Par Julien Paillet le

En 1985, Isao Takahata avait fondé le studio d’animation Ghibli avec Hayao Miyazaki. Grand cinéaste de l’animation japonaise, l’homme est décédé hier à l’âge de 82 ans.

Flickr-Festival d’Annecy 2014

Hospitalisé à Tokyo pour un cancer des poumons, Isao Takahata est décédé le jeudi 5 avril 2018. Ce grand nom du cinéma japonaise est né à Ise (à l’époque Ujiyamada), en 1935. Après avoir étudié la littérature française, et notamment les poèmes de Jacques Prévert, le futur cinéaste rejoint en 1959 la société Toei, un studio de production de films d’animations. Sa première réalisation est la série Ken l’enfant loup (1963), dont il signe plusieurs épisodes.

Horus, prince du soleil (1968)

Son tout premier long métrage, Isao Takahata le fabrique avec un certain Hayao Miyazaki, qui se retrouve lui aussi embauché à Toei. Ensemble, ils réalisent ainsi le magnifique Horus, prince du soleil en 1958. Les deux hommes évolueront par la suite dans de brillantes carrières respectives et fonderont notamment le studio Ghibli en 1985 après l’immense succès de Nausicaä de la vallée du vent.

L’un des sommets de l’oeuvre de Takahata arrivera en 1988 avec le célèbre et terrassant d’émotion Le Tombeau des lucioles. Un drame se déroulant durant la Seconde Guerre Mondiale mettant en scène le calvaire de deux jeunes enfants, un frère et sa sœur, qui se retrouvent livrés à eux-mêmes après la mort de leur mère.

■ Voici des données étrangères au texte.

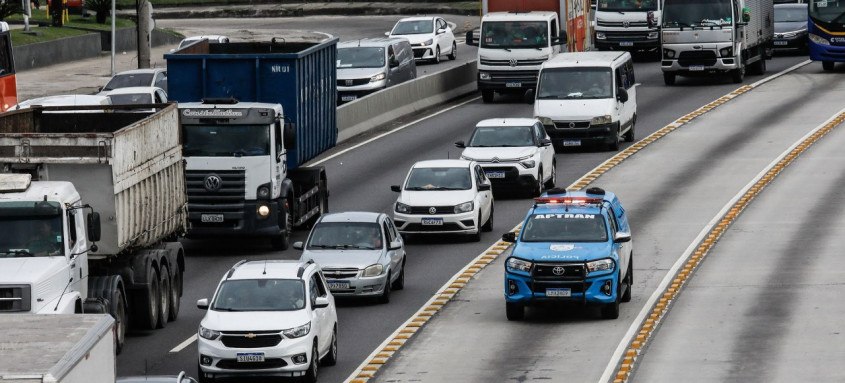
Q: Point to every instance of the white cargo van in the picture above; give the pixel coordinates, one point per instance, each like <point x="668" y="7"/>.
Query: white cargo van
<point x="587" y="98"/>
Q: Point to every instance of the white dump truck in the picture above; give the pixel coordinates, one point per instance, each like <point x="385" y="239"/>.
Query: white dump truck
<point x="57" y="349"/>
<point x="92" y="200"/>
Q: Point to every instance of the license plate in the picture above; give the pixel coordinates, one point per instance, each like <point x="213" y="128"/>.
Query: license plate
<point x="211" y="218"/>
<point x="338" y="285"/>
<point x="558" y="292"/>
<point x="432" y="221"/>
<point x="251" y="357"/>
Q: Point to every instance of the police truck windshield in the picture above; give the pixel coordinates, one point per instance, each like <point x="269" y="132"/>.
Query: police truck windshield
<point x="565" y="227"/>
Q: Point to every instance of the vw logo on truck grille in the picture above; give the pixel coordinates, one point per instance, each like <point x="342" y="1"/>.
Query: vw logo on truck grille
<point x="213" y="183"/>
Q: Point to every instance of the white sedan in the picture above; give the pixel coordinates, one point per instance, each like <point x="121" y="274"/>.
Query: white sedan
<point x="444" y="196"/>
<point x="430" y="36"/>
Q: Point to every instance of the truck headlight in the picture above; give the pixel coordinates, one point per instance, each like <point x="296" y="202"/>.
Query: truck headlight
<point x="373" y="271"/>
<point x="818" y="39"/>
<point x="298" y="332"/>
<point x="208" y="334"/>
<point x="600" y="265"/>
<point x="402" y="208"/>
<point x="519" y="265"/>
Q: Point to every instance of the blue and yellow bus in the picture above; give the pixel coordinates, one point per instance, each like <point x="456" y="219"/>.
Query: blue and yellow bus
<point x="827" y="32"/>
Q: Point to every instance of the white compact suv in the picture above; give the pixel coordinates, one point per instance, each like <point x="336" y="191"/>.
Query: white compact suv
<point x="268" y="318"/>
<point x="515" y="153"/>
<point x="444" y="196"/>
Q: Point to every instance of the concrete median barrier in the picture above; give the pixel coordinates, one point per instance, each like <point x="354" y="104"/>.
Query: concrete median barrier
<point x="369" y="112"/>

Le Conte de la princesse Kaguya (2014)

Son dernier film, Le conte de la princesse Kaguya, avait mis des années à sortir en salles. Ce dernier, bouleversant à plus d’un titre, était adapté d’un conte populaire au Japon, Le coupeur de bambou. Il y était question d’une petite fille, Kaguya, qui était découverte par des paysans à l’intérieur de la tige d’un bambou. Suite à cela, elle devenait rapidement une jolie jeune femme convoitée par divers grands princes qui, pour obtenir sa main, devaient relever d’incroyables défis. Un chef d’oeuvre salué, fait rare, unanimement par la critique française.